So how did it go for KU with Colorado visiting Allen Fieldhouse?
“I feel like as a team we were a little up and down,” center Hunter Dickinson said, “kind of like our season.”
As Dickinson put it, KU started out playing at a middling level, turned it up shortly before halftime and then “it kind of took us a little bit to get going in that second half.”
Indeed, in a sequence out of the halftime break that sparked flashbacks to the beginning of the Jayhawks’ epic collapse at Baylor on Feb. 1, KU allowed an 8-2 stretch with two immediate 3s by Andrej Jakimovski, called a timeout and still led the Buffaloes extend it into a 13-5 run with a third 3 from Jakimovski for good measure.
“Whatever was said during the timeout, I don’t think it really worked very well,” KU coach Bill Self said. “I don’t think we came out and were a lot more fired up after that or played with a lot more energy defensively. Guys, when we guard, we can guard. And then we just become very, very average instantly when we don’t have that same defensive intensity and energy.”
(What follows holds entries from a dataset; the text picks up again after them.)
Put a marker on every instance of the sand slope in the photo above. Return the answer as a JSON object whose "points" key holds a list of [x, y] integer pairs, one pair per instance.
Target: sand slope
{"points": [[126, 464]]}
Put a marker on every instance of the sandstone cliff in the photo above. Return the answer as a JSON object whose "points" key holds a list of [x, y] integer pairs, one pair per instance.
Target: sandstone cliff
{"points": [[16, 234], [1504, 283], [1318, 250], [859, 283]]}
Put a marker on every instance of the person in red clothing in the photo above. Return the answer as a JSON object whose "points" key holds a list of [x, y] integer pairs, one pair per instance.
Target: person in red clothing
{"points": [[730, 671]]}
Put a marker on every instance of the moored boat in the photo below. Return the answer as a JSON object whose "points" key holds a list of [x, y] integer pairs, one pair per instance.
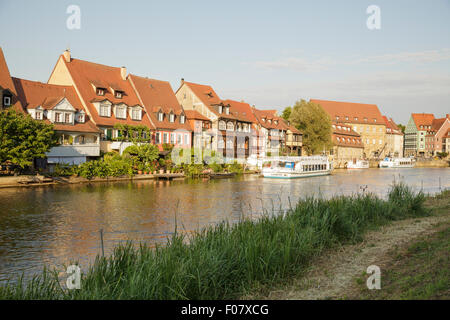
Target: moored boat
{"points": [[397, 163], [357, 164], [297, 167]]}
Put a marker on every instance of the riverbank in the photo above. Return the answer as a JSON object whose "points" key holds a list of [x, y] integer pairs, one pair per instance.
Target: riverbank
{"points": [[30, 181], [227, 261], [412, 255]]}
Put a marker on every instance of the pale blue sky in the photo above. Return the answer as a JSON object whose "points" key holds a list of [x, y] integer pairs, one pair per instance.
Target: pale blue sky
{"points": [[268, 53]]}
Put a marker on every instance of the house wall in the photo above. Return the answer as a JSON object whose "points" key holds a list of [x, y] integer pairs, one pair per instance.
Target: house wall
{"points": [[410, 139], [373, 137]]}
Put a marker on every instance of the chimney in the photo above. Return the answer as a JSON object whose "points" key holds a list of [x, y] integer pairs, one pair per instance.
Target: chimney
{"points": [[66, 55], [123, 73]]}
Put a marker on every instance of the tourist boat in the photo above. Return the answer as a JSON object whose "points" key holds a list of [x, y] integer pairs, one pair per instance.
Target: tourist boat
{"points": [[397, 163], [357, 164], [297, 167]]}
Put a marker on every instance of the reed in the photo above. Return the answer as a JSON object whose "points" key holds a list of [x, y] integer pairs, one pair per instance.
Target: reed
{"points": [[227, 260]]}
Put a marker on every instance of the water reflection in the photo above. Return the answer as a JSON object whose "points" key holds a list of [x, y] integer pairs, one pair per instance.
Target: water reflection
{"points": [[57, 225]]}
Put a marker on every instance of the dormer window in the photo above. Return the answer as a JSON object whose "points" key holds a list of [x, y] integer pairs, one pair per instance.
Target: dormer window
{"points": [[38, 115], [121, 112], [80, 118], [136, 114], [6, 100], [105, 110]]}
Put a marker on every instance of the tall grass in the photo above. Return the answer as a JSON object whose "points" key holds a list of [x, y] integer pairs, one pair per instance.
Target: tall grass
{"points": [[224, 261]]}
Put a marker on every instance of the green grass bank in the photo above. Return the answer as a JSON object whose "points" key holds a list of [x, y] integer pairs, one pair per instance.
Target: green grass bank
{"points": [[226, 261]]}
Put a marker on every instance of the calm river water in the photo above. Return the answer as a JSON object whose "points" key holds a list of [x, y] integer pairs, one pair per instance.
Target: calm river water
{"points": [[58, 225]]}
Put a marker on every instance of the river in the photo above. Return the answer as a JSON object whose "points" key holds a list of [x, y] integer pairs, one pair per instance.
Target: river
{"points": [[58, 225]]}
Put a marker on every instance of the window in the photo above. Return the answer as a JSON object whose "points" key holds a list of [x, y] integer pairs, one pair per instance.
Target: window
{"points": [[105, 110], [80, 118], [136, 114], [58, 117], [121, 112], [6, 100]]}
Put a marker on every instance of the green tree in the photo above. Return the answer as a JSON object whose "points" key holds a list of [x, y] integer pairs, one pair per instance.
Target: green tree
{"points": [[145, 153], [22, 139], [315, 124], [286, 113]]}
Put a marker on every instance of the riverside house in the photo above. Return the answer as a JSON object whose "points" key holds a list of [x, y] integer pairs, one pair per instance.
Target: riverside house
{"points": [[394, 138], [365, 119], [415, 134], [59, 105], [108, 98], [200, 126], [347, 145], [435, 140], [8, 94], [225, 120], [165, 112]]}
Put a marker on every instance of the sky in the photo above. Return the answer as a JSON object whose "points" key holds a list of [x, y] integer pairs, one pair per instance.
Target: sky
{"points": [[267, 53]]}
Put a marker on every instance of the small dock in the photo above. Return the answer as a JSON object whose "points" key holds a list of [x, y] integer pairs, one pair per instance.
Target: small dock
{"points": [[168, 176]]}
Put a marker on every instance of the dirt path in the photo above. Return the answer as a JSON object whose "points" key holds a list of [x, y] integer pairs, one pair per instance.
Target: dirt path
{"points": [[333, 274]]}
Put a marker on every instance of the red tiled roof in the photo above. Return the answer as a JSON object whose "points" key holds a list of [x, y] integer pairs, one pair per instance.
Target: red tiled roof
{"points": [[342, 135], [391, 127], [206, 94], [157, 95], [351, 112], [269, 115], [194, 114], [33, 94], [242, 111], [5, 76], [422, 119], [85, 74]]}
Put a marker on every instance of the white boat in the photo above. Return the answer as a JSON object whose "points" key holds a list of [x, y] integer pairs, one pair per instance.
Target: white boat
{"points": [[397, 163], [358, 164], [297, 167]]}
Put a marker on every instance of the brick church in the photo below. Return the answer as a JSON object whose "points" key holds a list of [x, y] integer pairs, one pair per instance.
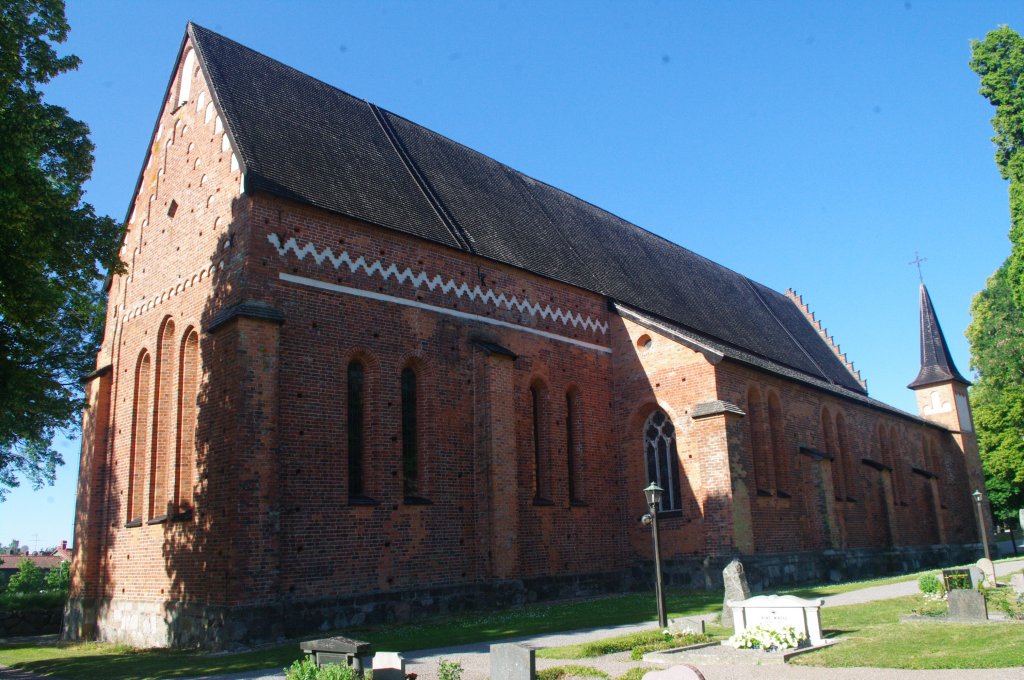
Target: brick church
{"points": [[355, 372]]}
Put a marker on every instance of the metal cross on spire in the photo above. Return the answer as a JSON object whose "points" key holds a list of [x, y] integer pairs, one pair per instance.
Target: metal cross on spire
{"points": [[918, 259]]}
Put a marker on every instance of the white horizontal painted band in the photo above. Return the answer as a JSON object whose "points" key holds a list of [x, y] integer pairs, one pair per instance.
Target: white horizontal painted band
{"points": [[334, 288]]}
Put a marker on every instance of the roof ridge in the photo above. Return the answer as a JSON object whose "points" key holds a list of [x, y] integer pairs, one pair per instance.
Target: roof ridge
{"points": [[778, 321], [443, 214], [829, 340]]}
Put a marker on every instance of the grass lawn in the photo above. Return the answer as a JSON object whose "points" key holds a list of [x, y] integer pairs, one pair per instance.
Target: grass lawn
{"points": [[88, 661], [872, 632]]}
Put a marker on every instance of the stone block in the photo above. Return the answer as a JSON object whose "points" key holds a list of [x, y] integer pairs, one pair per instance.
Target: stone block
{"points": [[389, 666], [977, 576], [777, 611], [735, 588], [967, 605], [987, 570], [681, 672], [512, 662]]}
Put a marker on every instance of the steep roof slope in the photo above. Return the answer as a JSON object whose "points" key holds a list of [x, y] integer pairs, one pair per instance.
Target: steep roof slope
{"points": [[305, 140], [936, 363]]}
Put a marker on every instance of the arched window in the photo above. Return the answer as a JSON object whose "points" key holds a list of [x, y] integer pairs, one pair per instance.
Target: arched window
{"points": [[356, 389], [846, 457], [184, 85], [538, 397], [780, 460], [410, 434], [760, 451], [187, 393], [899, 478], [832, 448], [886, 452], [139, 438], [573, 444], [164, 423], [662, 460]]}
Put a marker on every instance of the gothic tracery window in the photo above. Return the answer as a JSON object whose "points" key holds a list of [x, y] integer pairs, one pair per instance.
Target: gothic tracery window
{"points": [[662, 460]]}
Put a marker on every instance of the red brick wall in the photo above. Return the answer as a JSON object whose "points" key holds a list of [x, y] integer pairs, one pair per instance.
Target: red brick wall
{"points": [[246, 424]]}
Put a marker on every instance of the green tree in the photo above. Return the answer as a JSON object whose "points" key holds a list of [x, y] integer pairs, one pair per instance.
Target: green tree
{"points": [[996, 331], [55, 248], [59, 577], [28, 579]]}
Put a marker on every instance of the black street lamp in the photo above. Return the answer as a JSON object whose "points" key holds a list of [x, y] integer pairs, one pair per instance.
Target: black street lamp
{"points": [[653, 494], [981, 523]]}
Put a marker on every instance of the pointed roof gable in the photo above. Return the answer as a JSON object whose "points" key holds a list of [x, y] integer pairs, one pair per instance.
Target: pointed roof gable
{"points": [[936, 363], [302, 139]]}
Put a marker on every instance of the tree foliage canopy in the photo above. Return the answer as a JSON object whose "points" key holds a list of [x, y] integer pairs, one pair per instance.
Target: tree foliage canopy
{"points": [[996, 331], [53, 247]]}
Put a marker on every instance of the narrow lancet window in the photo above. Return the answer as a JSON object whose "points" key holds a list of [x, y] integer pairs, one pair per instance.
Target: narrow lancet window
{"points": [[537, 440], [187, 393], [410, 442], [139, 439]]}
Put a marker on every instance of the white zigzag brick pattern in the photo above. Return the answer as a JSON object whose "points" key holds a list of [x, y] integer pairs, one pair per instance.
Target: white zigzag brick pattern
{"points": [[138, 308], [433, 283]]}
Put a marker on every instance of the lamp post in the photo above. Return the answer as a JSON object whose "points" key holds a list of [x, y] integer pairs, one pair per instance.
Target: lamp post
{"points": [[653, 494], [981, 523]]}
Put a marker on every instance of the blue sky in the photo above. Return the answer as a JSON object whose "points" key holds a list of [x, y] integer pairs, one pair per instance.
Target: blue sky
{"points": [[815, 145]]}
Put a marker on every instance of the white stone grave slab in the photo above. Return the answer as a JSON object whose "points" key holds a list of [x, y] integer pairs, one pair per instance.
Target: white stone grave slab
{"points": [[988, 569], [776, 611], [389, 666], [681, 672]]}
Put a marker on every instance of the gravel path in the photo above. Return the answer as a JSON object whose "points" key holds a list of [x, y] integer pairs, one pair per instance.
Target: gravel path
{"points": [[476, 664]]}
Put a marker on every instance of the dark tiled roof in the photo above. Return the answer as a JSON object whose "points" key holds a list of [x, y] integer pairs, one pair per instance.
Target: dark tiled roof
{"points": [[717, 351], [936, 364], [305, 140]]}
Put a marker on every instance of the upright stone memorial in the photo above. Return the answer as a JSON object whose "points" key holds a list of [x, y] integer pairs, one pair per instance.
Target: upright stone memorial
{"points": [[735, 589], [778, 611], [988, 569], [389, 666]]}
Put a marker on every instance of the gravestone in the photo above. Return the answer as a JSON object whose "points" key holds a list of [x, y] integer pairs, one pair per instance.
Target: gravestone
{"points": [[967, 605], [977, 577], [956, 579], [686, 626], [735, 588], [512, 662], [389, 666], [681, 672], [988, 569], [777, 611]]}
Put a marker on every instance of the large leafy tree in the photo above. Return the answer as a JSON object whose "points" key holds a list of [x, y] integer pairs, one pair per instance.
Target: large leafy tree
{"points": [[996, 331], [53, 247]]}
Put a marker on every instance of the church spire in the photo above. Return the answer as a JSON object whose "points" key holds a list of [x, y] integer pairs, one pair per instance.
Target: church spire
{"points": [[936, 364]]}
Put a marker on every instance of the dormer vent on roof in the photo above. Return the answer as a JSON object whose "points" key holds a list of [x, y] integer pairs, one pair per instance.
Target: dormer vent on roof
{"points": [[936, 363]]}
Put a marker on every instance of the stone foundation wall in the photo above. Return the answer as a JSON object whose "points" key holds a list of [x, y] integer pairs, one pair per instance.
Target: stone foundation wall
{"points": [[178, 625], [773, 571], [30, 622]]}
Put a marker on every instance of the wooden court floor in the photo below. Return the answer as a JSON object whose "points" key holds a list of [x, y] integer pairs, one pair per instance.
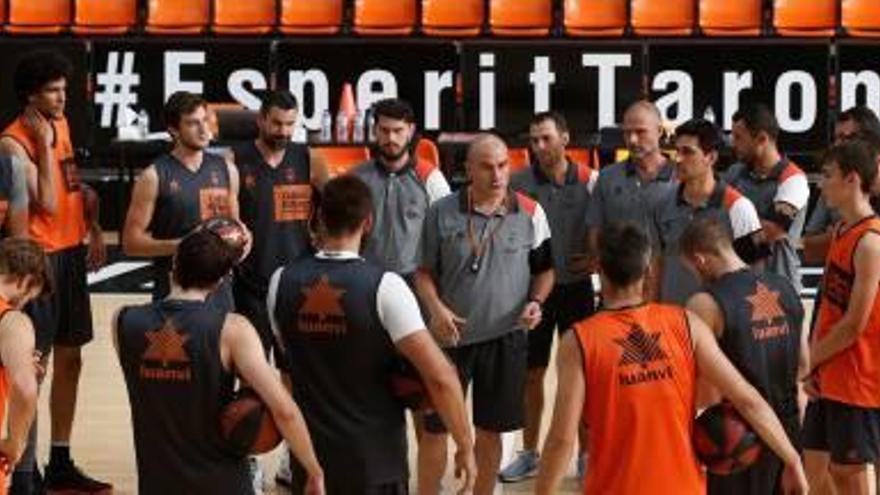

A 14-point lead entering the break got reduced to six immediately, giving CU life in what turned into an unnecessarily anxious second half for the Jayhawks.
“I think our biggest woe is obviously coming out of halftime,” guard Zeke Mayo said. “We have to figure out those first five minutes, how to put our foot on the gas a little bit and just take teams out of their rhythm.”
KU didn’t get the margin back to 14 points until a minute and 12 seconds remained and ended up winning by 12, meaning it got outscored after the break.
“I thought we did some good things in the first half defensively,” Self said. “I thought the way we started the second half was exactly the way we played on Saturday, just to be real candid.”
Self acknowledged that the Jayhawks did improve in some aspects. Certainly KU did a better job limiting the Buffaloes’ three-point offense, holding all non-Jakimovski players to a combined 1-for-16 from deep, and top scoring guard Julian Hammond III — unlike his Kansas State counterpart Dug McDaniel — was a nonfactor most of the night.
But the effort didn’t necessarily demonstrate the consistency Self had been seeking.
KU has another opportunity to take a step toward putting that quality on display on Saturday when it travels to face Utah at 9 p.m. Central Time. The Jayhawks haven’t won back-to-back games since beating K-State and TCU on Jan. 18 and 22.
They will stay in Salt Lake City through Monday morning ahead of a game in nearby Provo, Utah, against BYU on Tuesday.
“It’s a long week coming off of a game like this, and then obviously a big-time road trip to Utah with two good teams,” Mayo said. “So I think for us it’s just about how we approach practice, how we approach film, looking at things and parts of our game to get better as a group.”
Self was asked postgame if it could help KU to experience an uncommonly long road trip.
“I think it can,” Self said. “It can also not, but I think it can. But trust me, the reason we’re staying the five days doesn’t have anything to do with the pre-planned idea this would be a good team bonding deal.
“… We just talked in the locker room as a staff: What can we do there besides eat and watch the (NBA) All-Star Game and stuff together to try to create some positive bonding-type things? No skiing, probably out of the question.”
It won’t be long before the Jayhawks find themselves playing Colorado again, incidentally, as they take on the Buffaloes at the CU Events Center on Feb. 24. Self said one of their players told him in the handshake line, “We will see you in two weeks.”
“They’ll scout us, we’ll scout them,” CU coach Tad Boyle said. “It’s going to be a whole different game, and I’m hoping that we can have the kind of crowd that they had tonight, and we keep the Jayhawks out of there. I’m a little worried about that given our year. Hey, we’ll be ready to go.”